Als erstes braucht es die Bereitschaft, ohne Vorbehalte mit anderen in Verbindung zu gehen. Durch die wachsende Spaltung ist dieser erste Schritt eine Herausforderung und zugleich eine Gratwanderung. Wo Ressentiments herrschen, wo soziale Verachtung und der Hass durch rechtsra- dikales Denken dominieren, steht die politische Kultur auf dem Spiel. Die Soziologin Eva Illouz spricht von „undemokratischen Gefühlen“ wie Angst, Abscheu, Ressentiment und blindem Patriotismus. Dies führe zu einem Denken in Freund-Feind-Schemata und letztlich zu einer Entzivilisierung der Konfliktaustragung. Vieles, was noch vor kurzem als rassistisch und menschenverachtend galt, ist bis in die Mitte der Gesellschaft sagbar geworden.
Dass in Deutschland offene Ablehnung und Abwertung, v.a. gegen ausländische Mitbürger:innen, immer stärker werden, das belegt die Autoritarismus-Studie: Ausländerfeindlichkeit habe sich „zu einem bundesweit geteilten Ressentiment entwickelt“.
Ressentiments sind keine einheitlichen Gefühlslagen, sondern immer ein Gemisch aus unterschiedlichen Emotionen. Hier vermengen sich eigene Wut und Frustration, Angst vor Unbedeutendheit und ungenügende Anerkennung mit der Geringschätzung oder Abwertung anderer, mit Eifersucht und Neid gegenüber anderen. Um dieser oft damit einhergehenden Verbitterung zu entrinnen und mit diesen negativen Gefühlen weniger allein zu sein, scheint für viele der Weg in die Gruppe der Gleichgesinnten der einzige Ausweg zu sein. Nicht selten wird dabei dieses „Wir“ instrumentalisiert für politische Interessen, in denen nicht die Problemlösung oder das soziale Miteinander im Vordergrund steht, sondern die eigene politische Agenda und klare Eigeninteressen.
Ressentiments seien die gefährlichste Krankheit für die Demokratie, sagte einmal die französische Philosophin und Psychoanalytikerin Cynthia Fleury. Wohin das letztlich führt, zeigt die verfahrene politische Situation in den USA aufs Deutlichste.

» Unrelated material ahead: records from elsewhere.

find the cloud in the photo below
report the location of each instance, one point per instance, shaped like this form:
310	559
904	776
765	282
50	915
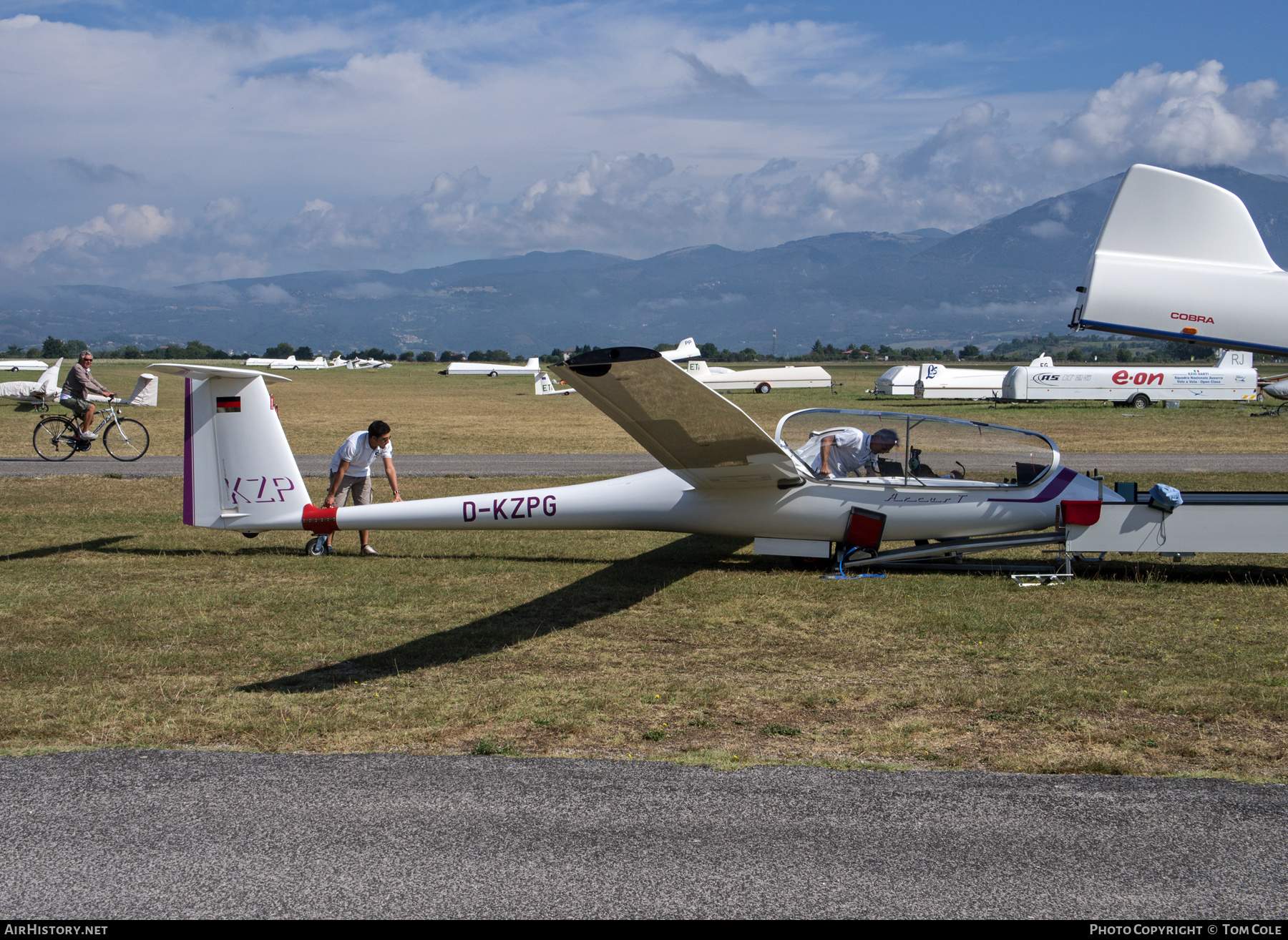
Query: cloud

So hat der Chefredakteur der ZEIT, Giovanni Di Lorenzo, im Nachgang zu den US-Wahlen von den demokratischen Parteien gefordert, dass sie, um das Erstarken populistischer Parteien nicht weiter zu fördern, jene Stimmungen und Probleme wahrnehmen müssen, „die Menschen erst wütend machen und dann radikalisieren“ (Zeit 47/2024). Hier besteht angesichts des Erstarkens radikaler Parteien und der bevorstehenden Bundestagswahlen dringender Handlungsbedarf. Denn, so ist Di Lorenzo zuzustimmen, es gibt irgendwann „einen Kipppunkt, an dem diese politischen Kräfte nur noch schwer zu bekämpfen sind. Dann finden auch ihre sogenannten Informationskanäle immer mehr Gefolgschaft. Plötzlich gibt es omnipotente Unterstützer, die sich nicht mehr schämen, weil sie keinen Reputations- oder wirtschaftlichen Schaden mehr befürchten müssen, im Gegenteil. Das ist dann die Stunde der Opportunisten vom Schlage eines Elon Musk. Aus großer Spaltung wächst nur noch tiefere Spaltung“ (Zeit 47/2024). Ist dieser Kipppunkt nicht schon erreicht, ist kritisch anzufragen.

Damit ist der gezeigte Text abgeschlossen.